1. Aumento da polarização regional: Países de direita pró-EUA e países de esquerda (como Brasil e México, que podem oscilar) terão diferenças crescentes nas políticas econômicas, e a integração regional (como Mercosul e Aliança do Pacífico) pode enfraquecer. 2. Recuo do nacionalismo de recursos: Governos de direita priorizam a eficiência de mercado em vez do controle estatal, mas se o populismo ressurgir, ainda pode haver renacionalização. 3. Competição acirrada entre EUA e China: O modelo da Guatemala será replicado em outros países da América Central, e a China pode retaliar com mais investimentos e ajuda, tornando a América Latina um campo de batalha central da geoeconomia. 4. Imigração e mercado de trabalho: O controle mais rigoroso da imigração dos EUA para a Guatemala reduzirá as remessas no curto prazo, mas a longo prazo, o "nearshoring" pode trazer empregos na manufatura.Para os investidores, a América Latina deixou de ser um simples exportador de recursos para se tornar um elo crucial na segurança das cadeias de suprimentos.

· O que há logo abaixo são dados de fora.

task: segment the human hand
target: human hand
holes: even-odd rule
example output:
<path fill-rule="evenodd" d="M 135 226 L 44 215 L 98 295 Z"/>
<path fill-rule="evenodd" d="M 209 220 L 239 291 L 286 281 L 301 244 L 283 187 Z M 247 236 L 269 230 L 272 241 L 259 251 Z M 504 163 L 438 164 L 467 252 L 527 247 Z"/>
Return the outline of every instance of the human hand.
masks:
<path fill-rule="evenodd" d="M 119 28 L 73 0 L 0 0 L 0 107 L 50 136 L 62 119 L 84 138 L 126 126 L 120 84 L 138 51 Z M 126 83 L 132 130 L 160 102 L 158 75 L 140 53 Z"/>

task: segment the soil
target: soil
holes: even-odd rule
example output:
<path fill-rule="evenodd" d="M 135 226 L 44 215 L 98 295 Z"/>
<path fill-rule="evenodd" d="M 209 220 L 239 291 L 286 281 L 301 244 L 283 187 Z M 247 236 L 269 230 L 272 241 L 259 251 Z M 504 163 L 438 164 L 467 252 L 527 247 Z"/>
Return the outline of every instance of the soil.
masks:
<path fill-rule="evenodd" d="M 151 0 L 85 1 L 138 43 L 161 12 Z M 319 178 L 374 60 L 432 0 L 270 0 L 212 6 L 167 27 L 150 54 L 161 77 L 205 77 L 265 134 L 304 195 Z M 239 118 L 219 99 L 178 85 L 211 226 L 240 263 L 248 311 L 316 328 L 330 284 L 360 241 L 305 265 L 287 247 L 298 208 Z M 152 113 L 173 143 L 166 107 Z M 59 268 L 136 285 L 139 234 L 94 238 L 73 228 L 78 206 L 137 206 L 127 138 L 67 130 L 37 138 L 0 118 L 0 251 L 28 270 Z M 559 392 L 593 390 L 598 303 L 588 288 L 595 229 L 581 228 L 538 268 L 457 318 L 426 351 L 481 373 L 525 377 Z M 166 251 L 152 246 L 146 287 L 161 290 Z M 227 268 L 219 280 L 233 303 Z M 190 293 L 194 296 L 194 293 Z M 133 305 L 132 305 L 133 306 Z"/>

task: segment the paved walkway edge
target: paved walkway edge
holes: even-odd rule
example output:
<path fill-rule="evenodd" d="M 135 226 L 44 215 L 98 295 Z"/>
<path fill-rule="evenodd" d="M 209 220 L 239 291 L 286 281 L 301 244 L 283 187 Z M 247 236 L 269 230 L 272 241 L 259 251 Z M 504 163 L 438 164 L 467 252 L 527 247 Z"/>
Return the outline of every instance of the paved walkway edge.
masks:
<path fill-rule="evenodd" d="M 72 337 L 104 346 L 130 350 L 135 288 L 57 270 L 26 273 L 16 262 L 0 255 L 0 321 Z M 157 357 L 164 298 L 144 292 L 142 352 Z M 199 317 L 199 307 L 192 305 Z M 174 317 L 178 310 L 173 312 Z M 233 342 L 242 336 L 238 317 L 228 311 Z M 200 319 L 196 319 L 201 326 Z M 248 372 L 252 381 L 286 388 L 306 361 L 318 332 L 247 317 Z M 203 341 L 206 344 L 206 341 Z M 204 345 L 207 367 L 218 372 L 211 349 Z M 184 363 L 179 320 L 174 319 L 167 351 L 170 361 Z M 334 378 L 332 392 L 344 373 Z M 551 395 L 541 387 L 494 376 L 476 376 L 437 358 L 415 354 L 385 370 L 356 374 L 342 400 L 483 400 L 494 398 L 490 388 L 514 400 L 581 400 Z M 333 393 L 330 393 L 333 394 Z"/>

A mudança de política dos EUA significa que o risco de conformidade e a correlação política se tornam variáveis centrais nas decisões de investimento. O caso da Guatemala mostra que o apoio político está frequentemente atrelado a interesses econômicos, e os investidores precisam reavaliar a dimensão do "risco-país".

Conclusão

A mudança na política dos EUA para a América Latina já passou da teoria à prática, e a Guatemala é a melhor janela para observar essa transformação. Embora essa mudança seja promovida sob a bandeira do "America First", ela impacta profundamente o sistema econômico, a exploração de recursos, os fluxos comerciais e a modernização da infraestrutura da América Latina. Para o desenvolvimento regional, pode haver benefícios de curto prazo com a entrada de capital e tecnologia americanos, mas, a longo prazo, corre-se o risco de ser fragmentado como um "quintal". Se a América Latina conseguirá traçar um caminho de desenvolvimento independente entre as duas grandes economias será o maior suspense da próxima década.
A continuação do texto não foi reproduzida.